Bu kitabı okurken kendimi korku tüneline girmiş gibi hissettim. Spoiler vermek istemem ama nükleer ıvır zıvırın sıradışı etkilerinin olma ihtimalinden korkan tek ben değilimdir herhalde. Dolayısıyla hikayenin türü için fantastik ya da bilimkurgu diyemem. Bana göre büyülü gerçeklik denilen bir türe daha çok yatkın. Tabii bu benim fikrim
Yorumun başında korku tüneli dedim çünkü hikayede katliam bitmiyor. Sisli bataklık ve ormanliklara eklenen nehir sinekleri, korkuc uğultular, kalbi sökülüp yanan cesetler... Bir Türk korku filmi olsaydı literatüre geçerdi. Cinayet bölümlerini okurken sineklerin etrafımda vizildamasi psikolojik değil, gerçekti ki kitaba kötü bakışlar atmamak elde değil. Yani son derece etkili yazmış, bence çok yetenekli ve yaratıcı.

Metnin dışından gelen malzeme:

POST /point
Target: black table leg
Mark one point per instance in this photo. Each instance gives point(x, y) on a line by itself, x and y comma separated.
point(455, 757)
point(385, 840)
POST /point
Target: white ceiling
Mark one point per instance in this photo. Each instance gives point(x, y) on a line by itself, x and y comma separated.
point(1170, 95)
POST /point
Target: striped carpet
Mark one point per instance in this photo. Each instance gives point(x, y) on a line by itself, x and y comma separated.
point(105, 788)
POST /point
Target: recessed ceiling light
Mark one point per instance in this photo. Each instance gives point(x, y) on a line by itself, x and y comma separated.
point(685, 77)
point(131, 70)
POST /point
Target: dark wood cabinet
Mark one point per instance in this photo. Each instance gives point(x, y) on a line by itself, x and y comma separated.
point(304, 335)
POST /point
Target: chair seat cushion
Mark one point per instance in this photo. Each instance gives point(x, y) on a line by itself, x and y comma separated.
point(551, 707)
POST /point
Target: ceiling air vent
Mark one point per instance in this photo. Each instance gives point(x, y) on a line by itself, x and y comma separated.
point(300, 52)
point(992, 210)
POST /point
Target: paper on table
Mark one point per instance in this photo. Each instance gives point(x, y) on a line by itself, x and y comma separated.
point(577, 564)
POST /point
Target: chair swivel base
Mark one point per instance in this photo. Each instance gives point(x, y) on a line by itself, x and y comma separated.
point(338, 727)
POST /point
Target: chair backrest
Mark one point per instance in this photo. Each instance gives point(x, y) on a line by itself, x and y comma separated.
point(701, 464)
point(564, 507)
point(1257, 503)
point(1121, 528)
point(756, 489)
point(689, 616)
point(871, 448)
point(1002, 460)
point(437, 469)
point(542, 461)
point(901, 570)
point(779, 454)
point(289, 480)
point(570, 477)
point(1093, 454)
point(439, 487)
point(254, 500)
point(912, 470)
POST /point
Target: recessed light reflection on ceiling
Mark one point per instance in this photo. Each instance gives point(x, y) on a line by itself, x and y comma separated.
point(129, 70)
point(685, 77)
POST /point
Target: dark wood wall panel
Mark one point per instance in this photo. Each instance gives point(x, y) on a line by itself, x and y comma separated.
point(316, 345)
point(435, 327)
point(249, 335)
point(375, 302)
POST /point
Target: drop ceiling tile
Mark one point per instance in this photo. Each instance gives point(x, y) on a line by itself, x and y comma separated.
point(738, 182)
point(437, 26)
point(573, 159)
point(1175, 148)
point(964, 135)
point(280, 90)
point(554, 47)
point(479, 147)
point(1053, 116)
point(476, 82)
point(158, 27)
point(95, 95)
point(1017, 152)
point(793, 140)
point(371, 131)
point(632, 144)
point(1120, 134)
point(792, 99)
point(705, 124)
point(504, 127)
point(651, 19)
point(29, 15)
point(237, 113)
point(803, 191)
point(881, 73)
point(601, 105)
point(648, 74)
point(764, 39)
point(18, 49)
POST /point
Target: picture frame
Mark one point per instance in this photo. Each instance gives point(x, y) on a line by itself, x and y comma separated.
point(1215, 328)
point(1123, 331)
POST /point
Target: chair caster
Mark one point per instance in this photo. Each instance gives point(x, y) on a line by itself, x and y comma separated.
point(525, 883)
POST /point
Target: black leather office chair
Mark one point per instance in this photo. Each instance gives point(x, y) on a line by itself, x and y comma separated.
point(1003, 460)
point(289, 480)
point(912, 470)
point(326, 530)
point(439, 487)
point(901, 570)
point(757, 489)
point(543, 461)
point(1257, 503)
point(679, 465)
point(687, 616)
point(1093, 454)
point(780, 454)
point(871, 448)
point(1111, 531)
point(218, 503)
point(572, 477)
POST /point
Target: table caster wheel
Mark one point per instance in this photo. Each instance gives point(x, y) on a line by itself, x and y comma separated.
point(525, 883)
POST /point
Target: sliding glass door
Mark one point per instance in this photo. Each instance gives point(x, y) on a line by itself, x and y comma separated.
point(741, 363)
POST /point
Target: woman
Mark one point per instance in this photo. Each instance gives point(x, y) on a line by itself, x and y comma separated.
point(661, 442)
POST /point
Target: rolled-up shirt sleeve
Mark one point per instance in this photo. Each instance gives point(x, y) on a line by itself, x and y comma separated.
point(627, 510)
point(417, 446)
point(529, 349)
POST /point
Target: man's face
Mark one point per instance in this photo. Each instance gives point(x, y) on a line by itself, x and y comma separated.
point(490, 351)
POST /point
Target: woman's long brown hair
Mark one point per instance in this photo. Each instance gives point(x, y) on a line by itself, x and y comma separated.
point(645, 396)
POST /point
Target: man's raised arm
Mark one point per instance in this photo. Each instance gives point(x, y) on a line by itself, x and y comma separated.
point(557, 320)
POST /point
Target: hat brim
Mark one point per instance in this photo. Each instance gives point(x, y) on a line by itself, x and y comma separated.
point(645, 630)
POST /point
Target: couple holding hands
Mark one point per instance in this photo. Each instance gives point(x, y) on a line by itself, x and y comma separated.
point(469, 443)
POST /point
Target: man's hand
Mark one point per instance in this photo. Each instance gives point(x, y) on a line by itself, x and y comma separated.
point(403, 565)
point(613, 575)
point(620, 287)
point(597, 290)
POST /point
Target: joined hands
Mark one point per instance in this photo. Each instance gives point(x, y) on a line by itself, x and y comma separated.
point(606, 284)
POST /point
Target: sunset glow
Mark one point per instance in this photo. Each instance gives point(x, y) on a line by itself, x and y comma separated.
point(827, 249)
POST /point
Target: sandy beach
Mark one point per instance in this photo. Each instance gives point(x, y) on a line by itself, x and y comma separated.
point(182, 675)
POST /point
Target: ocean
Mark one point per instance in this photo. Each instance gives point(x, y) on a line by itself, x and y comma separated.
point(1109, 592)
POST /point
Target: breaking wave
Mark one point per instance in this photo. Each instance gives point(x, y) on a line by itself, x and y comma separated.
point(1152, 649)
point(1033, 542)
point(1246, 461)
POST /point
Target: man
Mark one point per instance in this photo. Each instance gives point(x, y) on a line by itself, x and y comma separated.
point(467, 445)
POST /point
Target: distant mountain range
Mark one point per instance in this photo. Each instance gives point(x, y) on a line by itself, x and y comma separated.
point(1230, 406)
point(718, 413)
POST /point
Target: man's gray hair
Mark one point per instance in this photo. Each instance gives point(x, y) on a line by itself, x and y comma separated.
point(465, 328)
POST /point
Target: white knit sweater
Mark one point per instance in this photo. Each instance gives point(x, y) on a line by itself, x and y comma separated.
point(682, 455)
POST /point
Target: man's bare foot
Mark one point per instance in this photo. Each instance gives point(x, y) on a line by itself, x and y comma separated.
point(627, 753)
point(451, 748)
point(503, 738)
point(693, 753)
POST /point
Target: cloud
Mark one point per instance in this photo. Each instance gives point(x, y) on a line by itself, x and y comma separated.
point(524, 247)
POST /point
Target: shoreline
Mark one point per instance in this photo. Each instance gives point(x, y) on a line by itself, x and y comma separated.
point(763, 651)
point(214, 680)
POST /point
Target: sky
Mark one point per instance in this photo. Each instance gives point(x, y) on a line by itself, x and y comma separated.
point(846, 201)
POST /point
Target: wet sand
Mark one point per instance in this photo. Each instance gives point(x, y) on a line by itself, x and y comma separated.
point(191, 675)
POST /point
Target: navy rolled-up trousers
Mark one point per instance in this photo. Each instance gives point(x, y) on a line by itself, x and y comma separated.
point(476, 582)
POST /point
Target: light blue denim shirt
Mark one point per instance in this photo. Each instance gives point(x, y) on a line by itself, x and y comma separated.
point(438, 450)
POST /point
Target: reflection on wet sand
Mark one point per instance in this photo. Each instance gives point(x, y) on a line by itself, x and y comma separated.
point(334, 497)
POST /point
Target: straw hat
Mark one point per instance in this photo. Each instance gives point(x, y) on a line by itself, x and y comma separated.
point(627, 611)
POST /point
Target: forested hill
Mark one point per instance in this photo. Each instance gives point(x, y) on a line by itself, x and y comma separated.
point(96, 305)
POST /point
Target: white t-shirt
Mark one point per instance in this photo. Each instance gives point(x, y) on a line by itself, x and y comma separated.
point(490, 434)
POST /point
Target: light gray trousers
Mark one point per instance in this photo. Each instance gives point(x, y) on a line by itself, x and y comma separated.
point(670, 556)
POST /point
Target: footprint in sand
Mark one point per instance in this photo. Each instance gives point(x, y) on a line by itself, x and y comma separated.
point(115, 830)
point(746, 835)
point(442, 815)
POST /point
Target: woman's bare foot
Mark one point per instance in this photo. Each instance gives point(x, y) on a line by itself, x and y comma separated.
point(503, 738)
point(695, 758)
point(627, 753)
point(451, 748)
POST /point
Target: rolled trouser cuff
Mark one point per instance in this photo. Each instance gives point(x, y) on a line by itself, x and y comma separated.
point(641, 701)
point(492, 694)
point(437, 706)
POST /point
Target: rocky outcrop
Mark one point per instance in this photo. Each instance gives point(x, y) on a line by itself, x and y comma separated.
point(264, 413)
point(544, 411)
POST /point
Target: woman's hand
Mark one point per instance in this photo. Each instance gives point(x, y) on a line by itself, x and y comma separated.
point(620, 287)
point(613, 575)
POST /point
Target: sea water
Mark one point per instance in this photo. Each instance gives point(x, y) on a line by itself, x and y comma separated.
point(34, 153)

Şimdi kafaniz karıştı, biliyorum. Korku mu, büyülü bir şeyler mi var yoksa polisiye mi?
Büyü yok, gerçeklik payı var ve bunu ancak okursanız anlarsiniz azıcık araştırın. Her şeyi benden beklemeyin. Hikaye kasabanın namlı hayat kadınının cinayetiyle başlıyor. Sonra diğerleri geliyor ki belli bir hedef yok. Sonradan anlaşılıyor ki kahkahalar katil ya da yaratık her neyse onu cezbediyor ve öldürüyor. Yani bu varlık mutluluktan nefret ediyor, insanlara bariz öfkesi var -bakınız alintiya-
Şimdi gelelim katile; bir insan değil ama bir canavar da sayılmaz. Bununla birlikte bir insandan doğma. Anlayacağınız üzere #wendigo ama varoluş biçimi farklı. Hikaye sonu uçuk bitti ama her şey birbirine bağlantılıydi ve çözüldü. Sevdim. Dehşet ve ibretle tavsiye ederim.